Expropriating the recent past is part of that plot that insists on freeing culture from oblivion. Burying the passages of a history that is not politically correct makes me think that chance led me from Concha Jerez’s exhibition to the table where I shared a coffee with the artist. The dimensions in which our historical references can define us are impossible to measure in words. However, cultivating a lucid memory, available to safeguard our present stories, must be possible to rescue in the small actions we perform every day. This is why the photographic series with which Aissa Santiso is building her identity as an artist cannot be missed: Living Notes (2018), The Watchman (2016-2019), Over the Sea (2014), Abstractions (2014-2015), SET (2012), Oedipus (2011-2012) and Dream House (2011).

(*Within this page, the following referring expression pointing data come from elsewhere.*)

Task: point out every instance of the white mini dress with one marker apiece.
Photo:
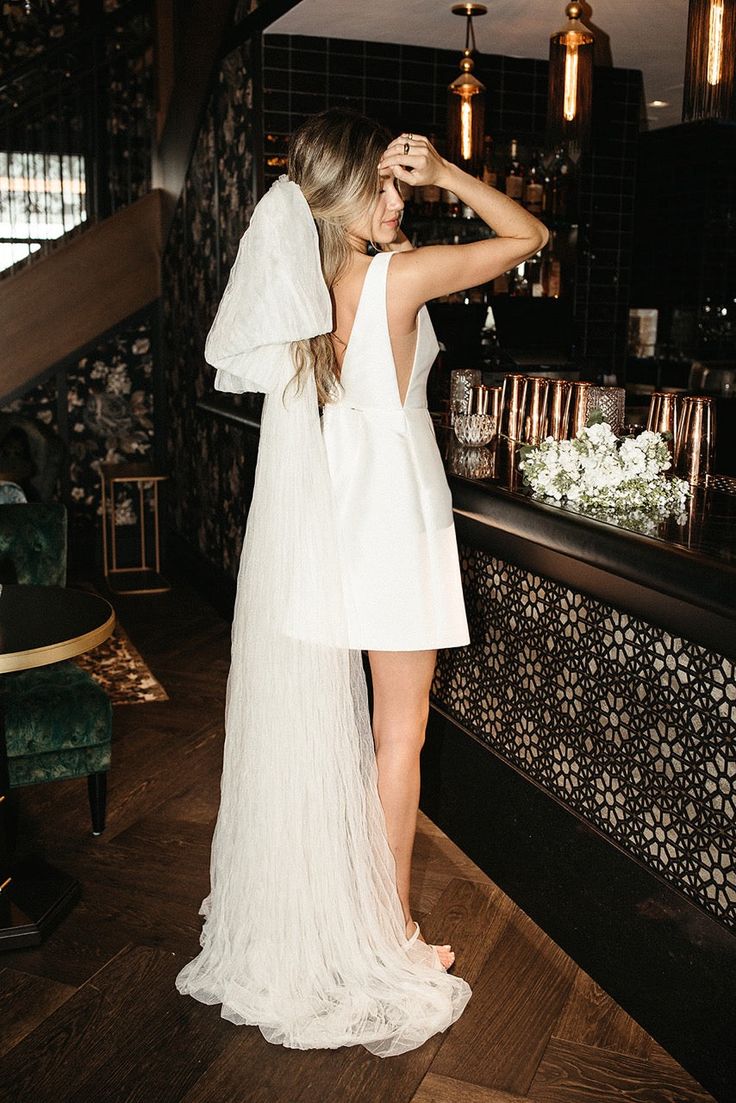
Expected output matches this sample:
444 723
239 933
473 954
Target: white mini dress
394 509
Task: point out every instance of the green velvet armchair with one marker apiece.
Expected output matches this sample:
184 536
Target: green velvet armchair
59 719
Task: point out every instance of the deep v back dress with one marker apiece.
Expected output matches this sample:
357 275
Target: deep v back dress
397 542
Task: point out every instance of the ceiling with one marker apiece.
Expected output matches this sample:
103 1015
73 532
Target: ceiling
630 34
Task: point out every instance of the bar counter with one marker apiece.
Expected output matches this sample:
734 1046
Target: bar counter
580 748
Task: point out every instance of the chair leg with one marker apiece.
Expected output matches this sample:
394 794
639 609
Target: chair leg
97 791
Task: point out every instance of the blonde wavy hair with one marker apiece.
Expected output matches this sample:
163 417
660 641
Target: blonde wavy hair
334 158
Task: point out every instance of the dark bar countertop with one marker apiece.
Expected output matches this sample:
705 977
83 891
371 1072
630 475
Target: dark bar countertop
681 577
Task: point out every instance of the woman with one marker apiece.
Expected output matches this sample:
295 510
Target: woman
349 546
406 592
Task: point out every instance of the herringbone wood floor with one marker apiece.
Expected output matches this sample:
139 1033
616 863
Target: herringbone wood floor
93 1016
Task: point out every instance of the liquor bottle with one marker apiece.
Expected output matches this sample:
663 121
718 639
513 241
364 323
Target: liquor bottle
430 192
489 341
534 186
490 175
501 284
534 269
514 175
561 188
552 268
450 203
520 285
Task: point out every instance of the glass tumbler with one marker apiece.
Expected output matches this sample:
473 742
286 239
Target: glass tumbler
610 402
461 382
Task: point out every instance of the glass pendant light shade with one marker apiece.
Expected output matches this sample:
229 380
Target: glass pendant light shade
569 96
466 103
466 119
710 90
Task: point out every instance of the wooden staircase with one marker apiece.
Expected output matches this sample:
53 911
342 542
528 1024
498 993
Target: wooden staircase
65 299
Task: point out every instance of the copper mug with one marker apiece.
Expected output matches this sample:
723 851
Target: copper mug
535 421
560 394
662 416
579 407
695 440
513 404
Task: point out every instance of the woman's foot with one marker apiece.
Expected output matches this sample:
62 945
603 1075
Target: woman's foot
444 953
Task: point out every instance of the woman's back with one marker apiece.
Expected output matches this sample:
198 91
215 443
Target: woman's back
379 365
397 541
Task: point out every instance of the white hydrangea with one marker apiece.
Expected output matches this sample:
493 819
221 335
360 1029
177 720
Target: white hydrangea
599 473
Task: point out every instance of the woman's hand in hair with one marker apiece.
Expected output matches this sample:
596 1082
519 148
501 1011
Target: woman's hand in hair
422 164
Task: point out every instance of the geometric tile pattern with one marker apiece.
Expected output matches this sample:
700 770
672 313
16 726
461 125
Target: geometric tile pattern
630 727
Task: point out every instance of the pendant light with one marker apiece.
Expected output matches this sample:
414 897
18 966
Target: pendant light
467 102
569 97
710 90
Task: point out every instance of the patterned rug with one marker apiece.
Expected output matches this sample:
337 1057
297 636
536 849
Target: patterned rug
121 672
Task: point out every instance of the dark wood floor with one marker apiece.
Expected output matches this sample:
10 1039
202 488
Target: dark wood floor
93 1016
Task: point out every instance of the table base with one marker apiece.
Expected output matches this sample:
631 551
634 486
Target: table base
33 900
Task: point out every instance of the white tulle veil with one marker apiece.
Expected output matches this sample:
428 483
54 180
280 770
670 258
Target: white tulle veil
304 932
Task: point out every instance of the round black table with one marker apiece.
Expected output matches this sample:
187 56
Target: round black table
39 625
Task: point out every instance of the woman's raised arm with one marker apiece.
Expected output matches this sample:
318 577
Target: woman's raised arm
441 269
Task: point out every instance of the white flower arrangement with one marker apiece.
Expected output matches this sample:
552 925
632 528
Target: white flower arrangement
614 478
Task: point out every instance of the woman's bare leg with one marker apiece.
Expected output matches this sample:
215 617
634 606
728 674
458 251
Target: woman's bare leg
401 681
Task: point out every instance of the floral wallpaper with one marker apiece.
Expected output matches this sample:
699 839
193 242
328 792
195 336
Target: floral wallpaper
106 398
211 459
109 398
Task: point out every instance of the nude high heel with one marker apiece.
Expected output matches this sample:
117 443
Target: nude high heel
436 959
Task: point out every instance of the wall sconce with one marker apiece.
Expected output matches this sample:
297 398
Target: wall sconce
569 96
466 106
710 90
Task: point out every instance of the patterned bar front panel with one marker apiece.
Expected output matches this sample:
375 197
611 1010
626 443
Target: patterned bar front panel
630 727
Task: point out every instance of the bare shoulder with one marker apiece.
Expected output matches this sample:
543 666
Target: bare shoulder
430 270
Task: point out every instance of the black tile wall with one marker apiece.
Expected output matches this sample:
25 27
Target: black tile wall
685 231
406 86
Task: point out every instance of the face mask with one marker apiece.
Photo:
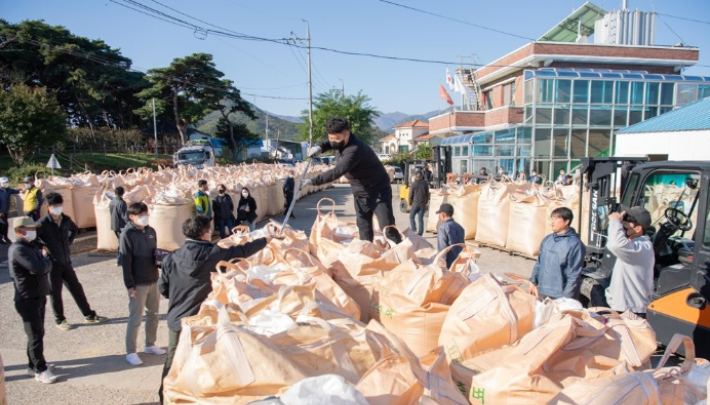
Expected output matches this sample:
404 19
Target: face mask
143 220
30 235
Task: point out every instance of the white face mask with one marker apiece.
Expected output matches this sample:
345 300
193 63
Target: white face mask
143 220
30 235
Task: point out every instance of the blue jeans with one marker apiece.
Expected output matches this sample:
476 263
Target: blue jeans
225 223
417 210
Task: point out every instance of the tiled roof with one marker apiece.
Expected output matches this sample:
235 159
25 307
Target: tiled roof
693 117
415 123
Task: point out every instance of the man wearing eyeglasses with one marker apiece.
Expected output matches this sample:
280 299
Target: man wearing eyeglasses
631 284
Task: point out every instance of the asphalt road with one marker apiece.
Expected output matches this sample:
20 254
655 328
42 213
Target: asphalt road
91 358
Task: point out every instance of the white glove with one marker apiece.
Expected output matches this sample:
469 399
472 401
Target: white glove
314 151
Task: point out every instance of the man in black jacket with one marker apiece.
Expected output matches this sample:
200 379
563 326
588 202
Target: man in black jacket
368 178
140 275
57 232
118 208
418 200
185 279
29 268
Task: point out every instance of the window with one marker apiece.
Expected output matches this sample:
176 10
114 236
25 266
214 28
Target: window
563 91
602 91
622 92
651 93
637 93
581 91
543 143
488 97
667 90
560 138
545 91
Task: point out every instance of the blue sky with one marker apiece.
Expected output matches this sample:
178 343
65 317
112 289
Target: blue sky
371 26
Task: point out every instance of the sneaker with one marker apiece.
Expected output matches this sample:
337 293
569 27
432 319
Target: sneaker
154 350
31 371
46 377
64 325
133 359
96 319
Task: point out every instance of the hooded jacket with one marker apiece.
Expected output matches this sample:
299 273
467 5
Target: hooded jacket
58 237
29 270
185 280
558 270
359 164
137 255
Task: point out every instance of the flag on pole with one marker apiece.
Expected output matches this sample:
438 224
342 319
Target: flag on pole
444 95
449 80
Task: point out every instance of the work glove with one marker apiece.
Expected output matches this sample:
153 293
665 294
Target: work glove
314 151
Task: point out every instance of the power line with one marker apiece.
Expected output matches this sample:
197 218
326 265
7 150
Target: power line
456 20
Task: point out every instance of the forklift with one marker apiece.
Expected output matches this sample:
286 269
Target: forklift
680 235
440 165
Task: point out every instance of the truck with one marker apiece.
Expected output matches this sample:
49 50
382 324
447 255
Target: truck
197 153
676 193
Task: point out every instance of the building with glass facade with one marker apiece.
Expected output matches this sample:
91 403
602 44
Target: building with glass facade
570 113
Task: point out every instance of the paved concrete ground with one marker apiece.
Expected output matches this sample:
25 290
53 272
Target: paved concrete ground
90 358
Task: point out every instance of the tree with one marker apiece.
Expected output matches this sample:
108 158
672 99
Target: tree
239 135
232 103
354 108
191 87
30 118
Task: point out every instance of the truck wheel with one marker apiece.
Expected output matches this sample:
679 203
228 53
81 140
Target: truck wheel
403 206
592 293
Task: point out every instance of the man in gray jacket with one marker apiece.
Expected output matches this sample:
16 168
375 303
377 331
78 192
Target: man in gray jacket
631 284
558 270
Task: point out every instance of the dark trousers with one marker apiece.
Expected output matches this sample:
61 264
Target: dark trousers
418 212
223 224
32 313
173 338
64 275
379 204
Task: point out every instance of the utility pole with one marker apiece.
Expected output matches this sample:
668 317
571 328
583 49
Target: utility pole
155 130
310 87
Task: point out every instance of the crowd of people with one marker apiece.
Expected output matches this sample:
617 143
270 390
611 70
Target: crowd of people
40 257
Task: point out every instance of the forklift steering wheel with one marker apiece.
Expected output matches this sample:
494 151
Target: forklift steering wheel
678 219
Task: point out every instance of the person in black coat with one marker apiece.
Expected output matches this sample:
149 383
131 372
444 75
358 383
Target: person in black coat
289 188
185 279
223 208
57 232
246 211
29 269
368 178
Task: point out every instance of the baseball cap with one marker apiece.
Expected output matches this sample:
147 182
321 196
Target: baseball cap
637 215
27 222
447 209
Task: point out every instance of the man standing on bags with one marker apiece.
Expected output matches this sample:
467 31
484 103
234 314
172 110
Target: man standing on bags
558 270
185 279
202 200
29 268
418 200
57 232
631 285
370 182
6 194
140 275
118 209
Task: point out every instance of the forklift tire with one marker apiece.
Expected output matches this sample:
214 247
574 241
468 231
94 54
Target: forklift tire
404 206
592 294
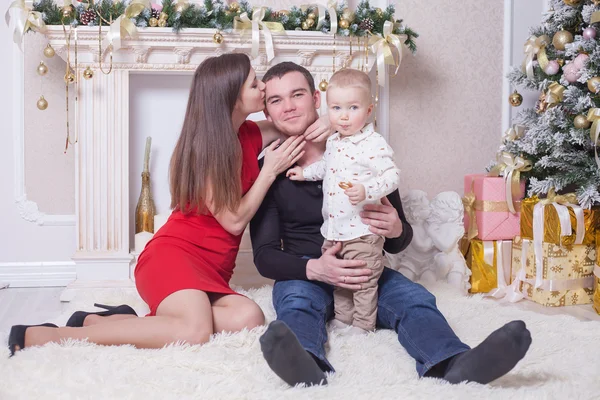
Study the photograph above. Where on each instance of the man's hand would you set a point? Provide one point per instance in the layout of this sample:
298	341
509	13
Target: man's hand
382	219
346	274
319	131
356	193
295	173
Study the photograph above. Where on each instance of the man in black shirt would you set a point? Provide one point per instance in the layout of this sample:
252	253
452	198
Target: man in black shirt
287	242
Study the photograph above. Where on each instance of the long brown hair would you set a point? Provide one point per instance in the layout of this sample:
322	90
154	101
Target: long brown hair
208	150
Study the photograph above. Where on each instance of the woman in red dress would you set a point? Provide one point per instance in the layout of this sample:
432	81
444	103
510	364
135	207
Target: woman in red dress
216	187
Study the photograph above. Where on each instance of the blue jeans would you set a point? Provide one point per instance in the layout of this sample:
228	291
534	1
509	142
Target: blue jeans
404	306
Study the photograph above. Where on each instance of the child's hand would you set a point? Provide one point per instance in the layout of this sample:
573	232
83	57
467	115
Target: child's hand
356	193
295	173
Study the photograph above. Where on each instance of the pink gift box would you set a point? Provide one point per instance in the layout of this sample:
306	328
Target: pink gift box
490	195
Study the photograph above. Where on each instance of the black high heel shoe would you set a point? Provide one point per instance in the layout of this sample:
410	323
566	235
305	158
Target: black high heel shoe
16	338
76	320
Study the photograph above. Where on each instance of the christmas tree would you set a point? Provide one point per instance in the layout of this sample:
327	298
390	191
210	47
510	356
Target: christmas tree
558	137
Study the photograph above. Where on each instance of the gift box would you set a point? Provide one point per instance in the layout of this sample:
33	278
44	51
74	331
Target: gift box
596	297
552	223
490	265
564	278
485	201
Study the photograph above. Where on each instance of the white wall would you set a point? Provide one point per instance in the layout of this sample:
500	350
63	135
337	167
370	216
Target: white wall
32	255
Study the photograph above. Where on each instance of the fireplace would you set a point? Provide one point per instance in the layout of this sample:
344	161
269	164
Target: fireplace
106	155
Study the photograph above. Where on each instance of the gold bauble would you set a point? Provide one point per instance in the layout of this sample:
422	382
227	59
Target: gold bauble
515	99
581	122
348	15
218	38
67	11
323	85
69	77
88	73
49	51
561	39
42	69
42	103
593	83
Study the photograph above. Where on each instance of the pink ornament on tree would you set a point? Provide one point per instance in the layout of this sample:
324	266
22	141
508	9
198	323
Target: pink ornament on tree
589	33
552	68
572	71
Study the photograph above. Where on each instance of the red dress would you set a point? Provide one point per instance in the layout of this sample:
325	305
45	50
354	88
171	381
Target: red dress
194	251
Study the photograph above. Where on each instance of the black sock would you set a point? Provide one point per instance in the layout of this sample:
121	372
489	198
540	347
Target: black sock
287	358
494	357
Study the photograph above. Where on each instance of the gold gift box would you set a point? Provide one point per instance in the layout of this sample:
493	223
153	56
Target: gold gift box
484	275
562	266
591	220
597	275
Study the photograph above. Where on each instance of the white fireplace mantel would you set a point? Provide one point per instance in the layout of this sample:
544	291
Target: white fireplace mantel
103	256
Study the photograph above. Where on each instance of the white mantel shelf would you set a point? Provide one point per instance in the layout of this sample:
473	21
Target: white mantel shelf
162	49
103	256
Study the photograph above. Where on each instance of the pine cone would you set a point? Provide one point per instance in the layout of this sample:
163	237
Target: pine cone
87	17
366	24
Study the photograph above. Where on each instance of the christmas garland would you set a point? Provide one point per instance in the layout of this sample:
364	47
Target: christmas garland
180	14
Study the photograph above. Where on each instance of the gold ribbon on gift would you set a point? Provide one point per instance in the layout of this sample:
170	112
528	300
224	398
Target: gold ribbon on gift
469	205
243	23
555	93
331	5
535	46
594	118
24	19
122	27
510	167
561	204
514	132
382	46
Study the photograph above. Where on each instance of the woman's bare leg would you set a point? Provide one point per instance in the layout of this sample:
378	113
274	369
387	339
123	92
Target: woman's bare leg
93	319
232	313
185	316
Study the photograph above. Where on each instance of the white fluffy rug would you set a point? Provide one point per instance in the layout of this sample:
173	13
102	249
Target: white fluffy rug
563	362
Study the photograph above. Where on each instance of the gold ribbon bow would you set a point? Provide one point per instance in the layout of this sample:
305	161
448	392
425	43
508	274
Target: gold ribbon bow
594	118
514	132
535	46
562	199
382	47
469	205
555	93
24	19
257	24
122	27
511	167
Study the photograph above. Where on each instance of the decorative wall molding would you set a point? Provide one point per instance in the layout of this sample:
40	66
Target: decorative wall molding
28	209
37	274
102	154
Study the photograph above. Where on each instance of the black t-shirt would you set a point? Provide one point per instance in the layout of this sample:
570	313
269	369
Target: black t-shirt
286	230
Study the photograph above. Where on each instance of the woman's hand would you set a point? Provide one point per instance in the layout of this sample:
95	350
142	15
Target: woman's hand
319	131
279	159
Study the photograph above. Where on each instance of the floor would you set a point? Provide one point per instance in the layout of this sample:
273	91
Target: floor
36	305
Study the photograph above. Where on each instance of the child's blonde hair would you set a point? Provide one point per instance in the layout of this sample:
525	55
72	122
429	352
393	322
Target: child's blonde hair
351	78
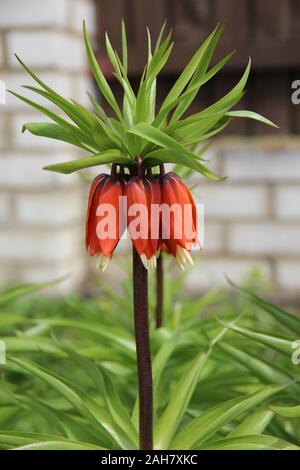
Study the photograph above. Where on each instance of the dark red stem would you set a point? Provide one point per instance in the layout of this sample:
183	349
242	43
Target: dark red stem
142	337
159	291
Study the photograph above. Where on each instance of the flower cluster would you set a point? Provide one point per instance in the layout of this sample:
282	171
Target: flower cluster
158	211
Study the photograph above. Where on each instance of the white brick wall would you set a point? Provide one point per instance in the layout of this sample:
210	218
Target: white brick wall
4	208
288	274
46	49
264	239
225	200
25	171
287	202
41	213
33	13
259	164
23	246
84	9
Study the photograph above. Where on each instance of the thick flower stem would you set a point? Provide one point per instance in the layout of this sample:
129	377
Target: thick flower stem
159	291
141	322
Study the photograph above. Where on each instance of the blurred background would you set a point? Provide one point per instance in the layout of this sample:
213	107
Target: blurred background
252	220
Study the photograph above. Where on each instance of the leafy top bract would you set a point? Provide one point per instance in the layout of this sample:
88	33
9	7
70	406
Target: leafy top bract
158	136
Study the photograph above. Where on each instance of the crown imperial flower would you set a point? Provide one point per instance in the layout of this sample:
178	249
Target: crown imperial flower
160	212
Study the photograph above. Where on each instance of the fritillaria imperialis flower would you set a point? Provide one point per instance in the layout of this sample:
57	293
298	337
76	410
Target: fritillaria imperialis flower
104	199
160	215
179	230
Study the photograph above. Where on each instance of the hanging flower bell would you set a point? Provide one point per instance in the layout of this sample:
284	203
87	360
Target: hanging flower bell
160	215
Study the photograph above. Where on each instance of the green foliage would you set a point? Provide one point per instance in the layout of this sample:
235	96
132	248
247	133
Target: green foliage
135	128
222	370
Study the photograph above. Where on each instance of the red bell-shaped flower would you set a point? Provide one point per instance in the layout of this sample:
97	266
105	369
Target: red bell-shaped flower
104	225
179	218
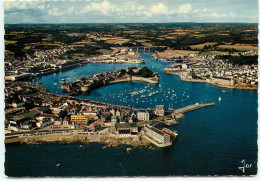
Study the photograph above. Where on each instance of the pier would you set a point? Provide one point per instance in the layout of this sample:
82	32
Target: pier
191	108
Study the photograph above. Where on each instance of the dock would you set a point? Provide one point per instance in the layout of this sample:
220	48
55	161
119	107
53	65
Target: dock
191	108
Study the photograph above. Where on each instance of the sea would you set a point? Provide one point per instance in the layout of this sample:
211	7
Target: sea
216	140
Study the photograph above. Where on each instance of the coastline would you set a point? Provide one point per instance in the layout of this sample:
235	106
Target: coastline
134	78
66	138
213	83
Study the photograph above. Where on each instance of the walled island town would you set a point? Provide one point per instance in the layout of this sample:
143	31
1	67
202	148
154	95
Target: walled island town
34	115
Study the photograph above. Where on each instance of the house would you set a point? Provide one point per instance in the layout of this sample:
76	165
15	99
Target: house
143	115
157	136
126	128
79	119
159	110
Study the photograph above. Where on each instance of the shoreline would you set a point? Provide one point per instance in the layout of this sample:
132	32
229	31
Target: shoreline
134	78
212	83
67	138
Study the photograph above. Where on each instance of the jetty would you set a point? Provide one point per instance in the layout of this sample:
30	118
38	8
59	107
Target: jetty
191	108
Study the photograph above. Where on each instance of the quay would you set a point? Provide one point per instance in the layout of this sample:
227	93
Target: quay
191	108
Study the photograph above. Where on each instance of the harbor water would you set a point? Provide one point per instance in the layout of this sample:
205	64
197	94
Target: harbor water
212	140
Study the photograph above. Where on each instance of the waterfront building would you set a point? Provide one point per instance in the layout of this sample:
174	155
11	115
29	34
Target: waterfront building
126	128
159	110
157	136
143	115
79	119
114	119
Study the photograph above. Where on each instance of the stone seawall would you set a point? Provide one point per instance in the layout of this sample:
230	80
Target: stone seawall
64	138
134	78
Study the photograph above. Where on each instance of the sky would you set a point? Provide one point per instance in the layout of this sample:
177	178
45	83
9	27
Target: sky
129	11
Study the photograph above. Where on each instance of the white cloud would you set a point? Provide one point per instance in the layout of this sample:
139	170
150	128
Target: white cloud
159	8
105	8
26	4
184	8
55	12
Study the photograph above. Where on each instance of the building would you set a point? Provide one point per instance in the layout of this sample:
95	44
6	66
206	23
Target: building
159	110
79	119
126	128
143	116
156	136
18	77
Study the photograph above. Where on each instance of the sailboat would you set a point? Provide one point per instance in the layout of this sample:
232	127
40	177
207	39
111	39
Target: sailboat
219	99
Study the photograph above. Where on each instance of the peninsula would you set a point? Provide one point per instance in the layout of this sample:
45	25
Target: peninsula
66	119
85	85
218	73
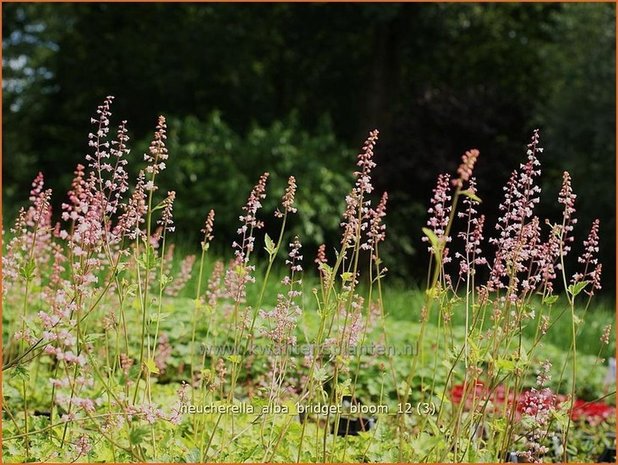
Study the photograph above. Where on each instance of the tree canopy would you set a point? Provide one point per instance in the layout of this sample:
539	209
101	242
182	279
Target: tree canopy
288	87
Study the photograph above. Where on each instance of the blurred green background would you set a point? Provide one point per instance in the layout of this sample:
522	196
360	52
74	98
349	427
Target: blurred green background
294	89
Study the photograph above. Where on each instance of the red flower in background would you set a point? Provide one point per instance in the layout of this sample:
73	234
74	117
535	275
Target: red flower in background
592	412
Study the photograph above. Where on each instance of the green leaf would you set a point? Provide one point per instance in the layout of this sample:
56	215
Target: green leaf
576	288
270	246
137	435
471	195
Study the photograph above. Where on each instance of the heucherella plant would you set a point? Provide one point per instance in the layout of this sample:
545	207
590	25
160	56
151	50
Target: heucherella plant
105	352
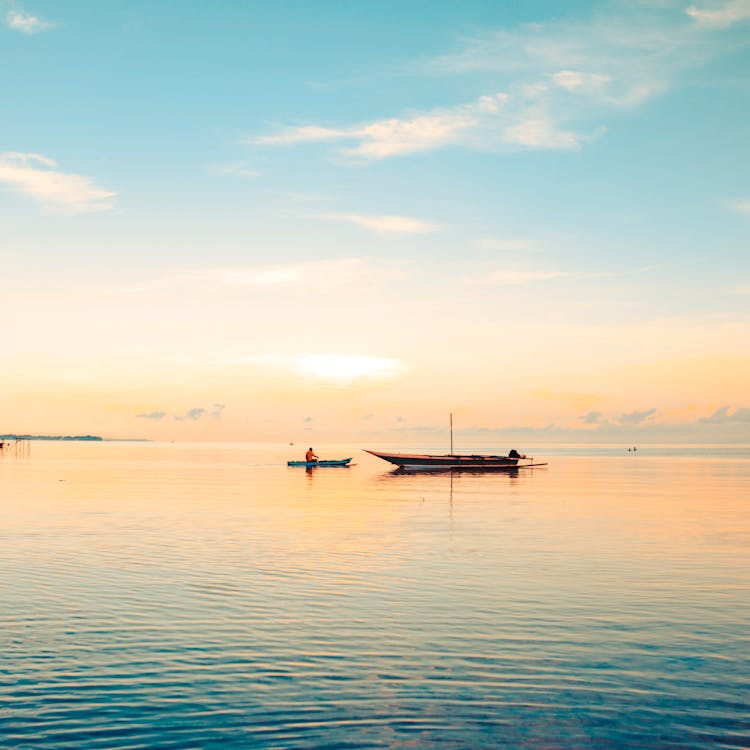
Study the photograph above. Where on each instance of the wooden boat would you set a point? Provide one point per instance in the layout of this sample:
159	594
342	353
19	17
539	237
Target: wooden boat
324	462
455	461
448	461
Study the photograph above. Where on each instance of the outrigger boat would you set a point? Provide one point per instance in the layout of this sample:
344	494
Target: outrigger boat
455	461
451	461
324	462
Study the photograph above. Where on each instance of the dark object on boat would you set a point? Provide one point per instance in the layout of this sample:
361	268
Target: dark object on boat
324	462
450	461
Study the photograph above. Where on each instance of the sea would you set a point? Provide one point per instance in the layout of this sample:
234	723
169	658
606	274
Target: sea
184	595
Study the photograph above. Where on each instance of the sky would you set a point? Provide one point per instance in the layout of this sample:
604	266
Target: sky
345	220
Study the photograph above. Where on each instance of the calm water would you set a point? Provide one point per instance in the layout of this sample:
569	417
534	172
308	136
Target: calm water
204	596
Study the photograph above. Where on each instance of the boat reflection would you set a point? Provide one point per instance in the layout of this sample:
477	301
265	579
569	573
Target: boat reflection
511	471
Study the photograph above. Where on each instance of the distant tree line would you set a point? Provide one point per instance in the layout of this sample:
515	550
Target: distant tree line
50	437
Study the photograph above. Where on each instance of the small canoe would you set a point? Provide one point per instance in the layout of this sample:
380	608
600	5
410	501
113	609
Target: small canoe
324	462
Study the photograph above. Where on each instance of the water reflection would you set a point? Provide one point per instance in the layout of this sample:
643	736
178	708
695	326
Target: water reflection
208	596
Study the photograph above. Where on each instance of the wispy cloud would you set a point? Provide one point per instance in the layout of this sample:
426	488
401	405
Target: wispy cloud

The type of documentary and self-referential photography she practices exposes the social conflicts that are shared in contemporary times: Depression, loneliness, lack of empathy with any ideal, estrangement? All these are alienating dimensions suffered by the actors of the postmodern story: us. The photograph is their notebook and in each note reveals our aversion to be part of something, to be exposed to social scrutiny. Even when we lose sight of the fact that our existence is subordinated to devices that have been placed in our hands by the same people who pretend to exercise control. Each of these photographic series, in their heterogeneity and free will, narrates the polysemy of a character, the capacity with which intuition identifies a conflict to be resolved, a truth to be told, a paradigm to be questioned. They are an instant document that the artist builds of herself and of the scenarios in which her life is happening. In them she reveals that kind of rootlessness with which we question our intangible being and its connection with the outside; a kind of Truman show that calls into question the here and now to which we cling so much.
The humanistic vocation of art has to be harvested by breaking through the smoke screens that spread around complacency. And she, the artist, does not indulge in complacency. She works scholarship towards a kind of transversal artistic practice. She undertakes long paths of introspection and in those intimate, technological and critical journeys with her time, she finds the utility of virtue.